Sherri flushed and ducked her head. This was okay: she was fine. She had prepared for a moment like this. Redbrick, she thought. Livingston Park. Carpenter Street.
“Cleveland,” Joe said to Sherri. “Well, just outside.”
Relief washed over Sherri. She tried to make her voice sound regretful as she said, “Oh! Too bad. We lived outside of Columbus. I don’t know Cleveland very well at all.”
Joe pointed out to Sherri that they were moving toward Amesbury, away from the mouth of the river that led to the open ocean, and that the pontoon was for inland use; Gina and Steve had another boat for the open ocean. “There’s Brooke and David’s dock,” he said, pointing. “And straight ahead is the Rocks Village Bridge, which connects West Newbury to Merrimac and Haverhill.”
“Got it,” Sherri said. She looked around and was able to appreciate the beauty of the summer evening. The threads of color still tangled in the sky. The riverfront houses with docks and boats tied up at the docks. A lone kayaker. The smell of silt and salt and summer. The Brie bites were going like hotcakes—the plate was almost empty. “I feel like I’m in a floating living room,” she said. Joe chuckled appreciatively: another small victory.
The pontoon glided; somebody refilled Sherri’s red cup; people were laughing and talking and it was all very festive. A motor boat passed them going the other way and passengers on both boats waved at one another. Sherri waved too: why not? It was the Fourth of July. The lavender evening was gorgeous. Joe had laughed at her joke. She was doing fine.
Then, almost as suddenly as a curtain dropping over a stage, darkness descended. The little bit of light left in the sky was gone.
And, bang, came a sound, bang bang bang. Each time, Sherri’s heart jumped a little bit more.
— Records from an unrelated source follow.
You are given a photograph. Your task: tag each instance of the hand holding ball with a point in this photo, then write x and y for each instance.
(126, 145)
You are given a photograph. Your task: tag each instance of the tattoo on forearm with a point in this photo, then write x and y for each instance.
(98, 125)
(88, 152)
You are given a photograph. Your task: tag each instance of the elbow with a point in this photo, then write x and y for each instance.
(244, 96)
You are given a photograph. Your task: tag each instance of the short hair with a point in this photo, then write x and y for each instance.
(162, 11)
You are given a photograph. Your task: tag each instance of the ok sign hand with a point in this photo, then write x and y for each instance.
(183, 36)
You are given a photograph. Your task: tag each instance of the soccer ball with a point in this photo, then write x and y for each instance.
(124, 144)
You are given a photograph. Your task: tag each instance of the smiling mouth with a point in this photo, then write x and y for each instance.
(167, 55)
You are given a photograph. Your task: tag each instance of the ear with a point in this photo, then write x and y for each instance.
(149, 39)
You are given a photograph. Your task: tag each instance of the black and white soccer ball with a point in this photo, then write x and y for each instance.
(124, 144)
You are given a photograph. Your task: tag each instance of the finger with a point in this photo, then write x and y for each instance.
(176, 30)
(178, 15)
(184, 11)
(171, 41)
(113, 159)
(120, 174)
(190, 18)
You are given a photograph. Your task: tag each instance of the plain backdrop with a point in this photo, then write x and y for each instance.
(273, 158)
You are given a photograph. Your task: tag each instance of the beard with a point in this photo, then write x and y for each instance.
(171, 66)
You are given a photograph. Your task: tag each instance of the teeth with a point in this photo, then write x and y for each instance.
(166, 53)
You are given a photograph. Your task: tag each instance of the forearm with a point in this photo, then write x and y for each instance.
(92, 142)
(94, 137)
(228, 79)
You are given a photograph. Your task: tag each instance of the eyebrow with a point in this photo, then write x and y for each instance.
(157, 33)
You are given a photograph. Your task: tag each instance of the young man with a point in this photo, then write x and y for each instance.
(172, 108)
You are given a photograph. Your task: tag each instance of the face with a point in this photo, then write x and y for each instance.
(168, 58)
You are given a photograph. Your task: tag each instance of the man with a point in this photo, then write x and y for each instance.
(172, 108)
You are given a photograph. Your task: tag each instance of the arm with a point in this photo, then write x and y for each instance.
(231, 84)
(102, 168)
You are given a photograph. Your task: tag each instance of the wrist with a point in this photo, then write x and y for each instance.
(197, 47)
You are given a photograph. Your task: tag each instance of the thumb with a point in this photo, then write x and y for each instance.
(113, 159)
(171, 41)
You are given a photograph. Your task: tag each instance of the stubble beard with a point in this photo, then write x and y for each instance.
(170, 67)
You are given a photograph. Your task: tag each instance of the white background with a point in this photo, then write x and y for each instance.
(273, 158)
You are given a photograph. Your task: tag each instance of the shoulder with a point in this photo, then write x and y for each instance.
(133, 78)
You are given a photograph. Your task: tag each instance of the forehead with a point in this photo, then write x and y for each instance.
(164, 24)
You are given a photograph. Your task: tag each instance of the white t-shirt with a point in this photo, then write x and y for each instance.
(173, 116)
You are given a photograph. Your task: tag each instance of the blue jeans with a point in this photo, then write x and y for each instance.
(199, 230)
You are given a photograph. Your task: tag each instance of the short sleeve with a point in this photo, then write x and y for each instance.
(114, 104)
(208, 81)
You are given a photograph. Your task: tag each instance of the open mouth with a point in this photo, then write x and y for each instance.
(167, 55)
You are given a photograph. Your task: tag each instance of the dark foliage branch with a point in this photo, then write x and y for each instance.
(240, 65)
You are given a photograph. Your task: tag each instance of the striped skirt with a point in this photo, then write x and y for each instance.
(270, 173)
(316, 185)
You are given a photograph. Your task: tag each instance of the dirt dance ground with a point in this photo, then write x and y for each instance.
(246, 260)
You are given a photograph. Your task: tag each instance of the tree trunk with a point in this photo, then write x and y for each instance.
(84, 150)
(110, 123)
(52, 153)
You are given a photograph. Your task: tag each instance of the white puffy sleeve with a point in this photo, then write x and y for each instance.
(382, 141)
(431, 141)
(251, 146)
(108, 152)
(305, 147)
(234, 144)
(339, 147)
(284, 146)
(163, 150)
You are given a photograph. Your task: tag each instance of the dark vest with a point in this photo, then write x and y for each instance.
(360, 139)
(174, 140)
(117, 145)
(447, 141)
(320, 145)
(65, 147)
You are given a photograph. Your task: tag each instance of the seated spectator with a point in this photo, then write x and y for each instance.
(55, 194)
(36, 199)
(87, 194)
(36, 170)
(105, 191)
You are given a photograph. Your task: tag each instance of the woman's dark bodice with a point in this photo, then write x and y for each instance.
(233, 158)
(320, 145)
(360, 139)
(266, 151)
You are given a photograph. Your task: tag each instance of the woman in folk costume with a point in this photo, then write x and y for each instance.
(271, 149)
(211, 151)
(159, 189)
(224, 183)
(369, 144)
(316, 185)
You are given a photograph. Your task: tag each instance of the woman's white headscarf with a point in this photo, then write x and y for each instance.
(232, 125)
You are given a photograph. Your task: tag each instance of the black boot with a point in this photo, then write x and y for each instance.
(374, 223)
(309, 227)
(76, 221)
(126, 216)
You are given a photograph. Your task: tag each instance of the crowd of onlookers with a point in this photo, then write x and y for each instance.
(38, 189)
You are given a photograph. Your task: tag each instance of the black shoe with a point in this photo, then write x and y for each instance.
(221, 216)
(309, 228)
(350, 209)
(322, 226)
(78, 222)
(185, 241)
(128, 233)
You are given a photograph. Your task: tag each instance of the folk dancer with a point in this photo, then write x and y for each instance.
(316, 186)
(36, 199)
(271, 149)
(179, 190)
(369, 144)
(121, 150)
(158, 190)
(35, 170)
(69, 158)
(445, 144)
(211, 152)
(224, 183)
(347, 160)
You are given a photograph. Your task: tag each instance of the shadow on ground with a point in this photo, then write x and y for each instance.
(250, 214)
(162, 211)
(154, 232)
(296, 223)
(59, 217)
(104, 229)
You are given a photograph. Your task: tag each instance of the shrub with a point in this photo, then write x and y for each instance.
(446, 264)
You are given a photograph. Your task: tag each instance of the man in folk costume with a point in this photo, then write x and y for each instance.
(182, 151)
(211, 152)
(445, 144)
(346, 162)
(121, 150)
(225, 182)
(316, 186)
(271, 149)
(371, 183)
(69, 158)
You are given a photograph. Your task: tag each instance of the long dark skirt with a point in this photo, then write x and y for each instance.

She turned away from Rebecca. “I thought you said there weren’t fireworks?” she said. If there were no fireworks, it must be gunshots. She fumbled in her bag for her cell phone. She had to check on Katie. She had to check on Katie. But there were no bars on her phone: no signal.
“Not in Newburyport,” said Rebecca. “Those are the Amesbury ones that we can hear. Are you okay, Sherri?”
“I need to get off the boat,” Sherri said, softly at first, and then, because she couldn’t help it, more urgently. There were no walls surrounding her, but somehow it felt as though they were closing in on her anyway. Her stomach lurched; her brain and heart lurched. She didn’t care who heard her, or what they thought of her. She cared only about Katie. “I don’t have a phone signal. I need to get off the boat,” she said, to Rebecca, but also to anyone who was listening. “I need to make sure Katie’s okay, I need to get off the boat. I need to get off the boat!”